Hyperparameter Tuning With Bayesian Optimization
First thing first we need to learn about the Gaussian processes and bayesian optimization.
Gaussian Process
Gaussian processes are a popular and very interesting method for fitting functions, instead of the usual gradient based methods, GPs bring a probalistic way of optimizing: we build an infinite dimensional multivariate normal distribution to represent the function we wish to predict.
This is obviously a generalization, we don’t actually need to represent infinite dimensions but we just need the equation to represent any dimension (x) any time we need it: this is the inference step.
Each point in our predicted function is the mean of P(X|x) (the multivariate normal distribution X given the value x) and the credible region is the variance, on one side it’s sigma**2
on the other it is -sigma**2
it represents the uncertainy of our prediction.

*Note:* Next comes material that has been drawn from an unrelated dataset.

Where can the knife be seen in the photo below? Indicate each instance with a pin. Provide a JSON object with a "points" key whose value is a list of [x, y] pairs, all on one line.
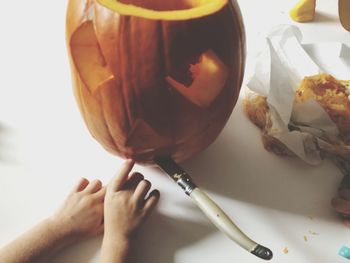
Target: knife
{"points": [[214, 213]]}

As we can see GP are extremely powerful but there’s assumptions we need to have about our black box function to have for it work:
- Our black-box function needs to expensive to evaluate: gaussian processes thrive in low data environment
- The target function needs to be smooth
Bayesian Optimization
As the name suggests we use bayes theorem: we update our prior belief (prior) with it’s likelihood and the new evidence to obtain our new belief (Posterior), and as you might have figured out we use Gaussian processes!
In bayesian optimization we seek to build a representation of our function to get the maximum/minimum value of it, we of course model this function using GPs! but how do we determine which are the best points to sample to use our Gaussian process with?

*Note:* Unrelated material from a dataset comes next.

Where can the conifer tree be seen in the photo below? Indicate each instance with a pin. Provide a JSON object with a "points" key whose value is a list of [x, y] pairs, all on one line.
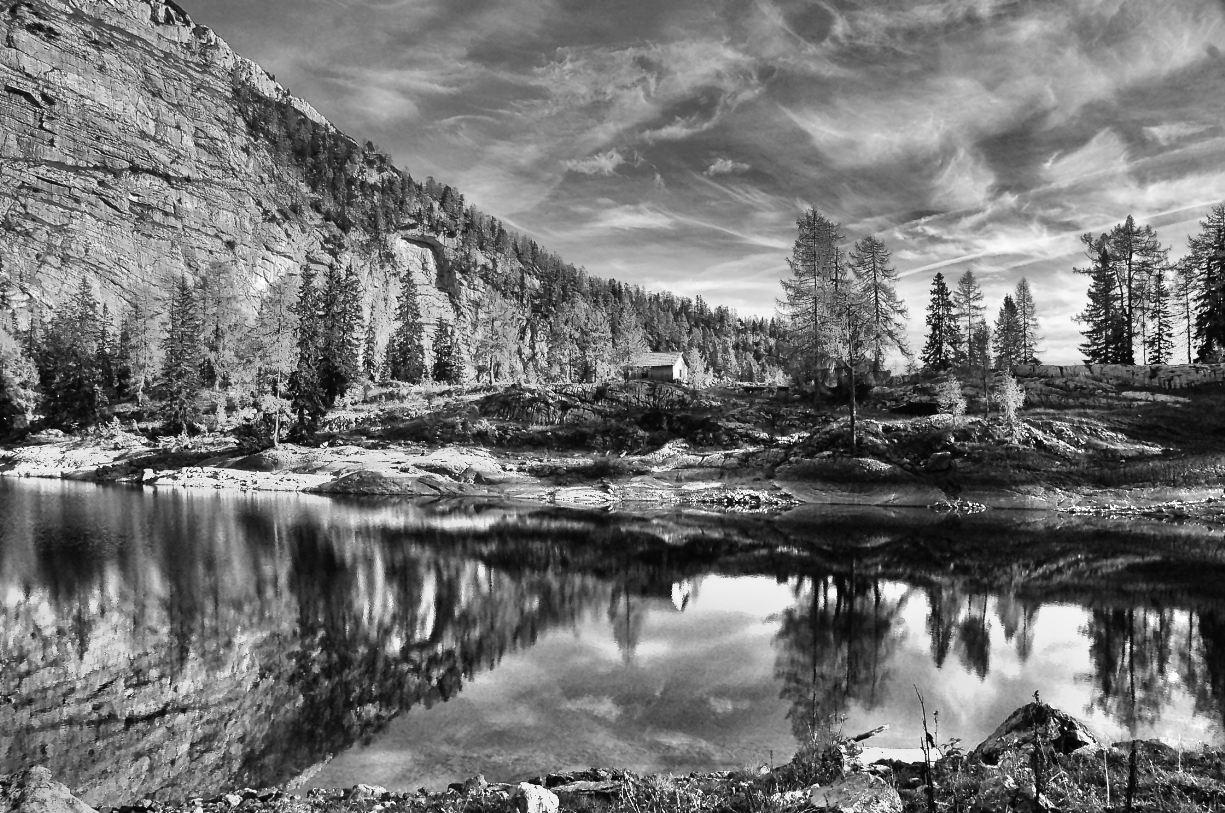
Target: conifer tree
{"points": [[809, 294], [970, 311], [870, 261], [305, 389], [1207, 263], [1105, 325], [183, 356], [1159, 340], [406, 350], [1134, 255], [1028, 315], [1007, 338], [940, 350], [67, 363]]}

We use an acuisition function, it deals with the exploration exploitation tradeoff:
- Exploration meaning getting the values with the most uncertainty (higher variance)
- Exploitation which basically is picking the point with the max/min value (max/min mean)
after we find the next x, we sample it through our function and update the Gaussian Process, we repeat this process until we reached the maximum number of iterations or the acquisition function propesed a point we already sampled (in a noiseless environment).
Hyper Parameter tuning
Model selection
For this article i’m using Random forests through the sklearn library,
we also are using the california housing dataset which is a dataset also provided by us through sklearn
Hyperparameter selection
We need to select the hyper parameters to tune before optimizing them, in my case i’ve used
n_estimators: number of trees
max_depth: max depth of trees
max_features: max number of features to consider when split
max_samples: the number of samples from X to each tree
max_leaf_nodes: build with the maximum leaf nodes number
In Random forests these are the most important features to tune.
Metric selection
In bayesian optimization it’s best to have a singular value to tune with, since we are doing regression, i’m using mean squared error with cross validation which will split our data into train/valid/test sets for us at each iteration using different combinations.
Conclusion
In conclusion, hyperparameter tuning is an EXTREMELY important subject in ML and is used heavily, bayesian optimization is a sophisticated choice of tuning the hyperparameters but there are other ways like Grid search for example albeit not as effective but easier to implement and parallelize.
My next step is diving deeply in other areas of which Bayesian optimization is used like reinforcement learning.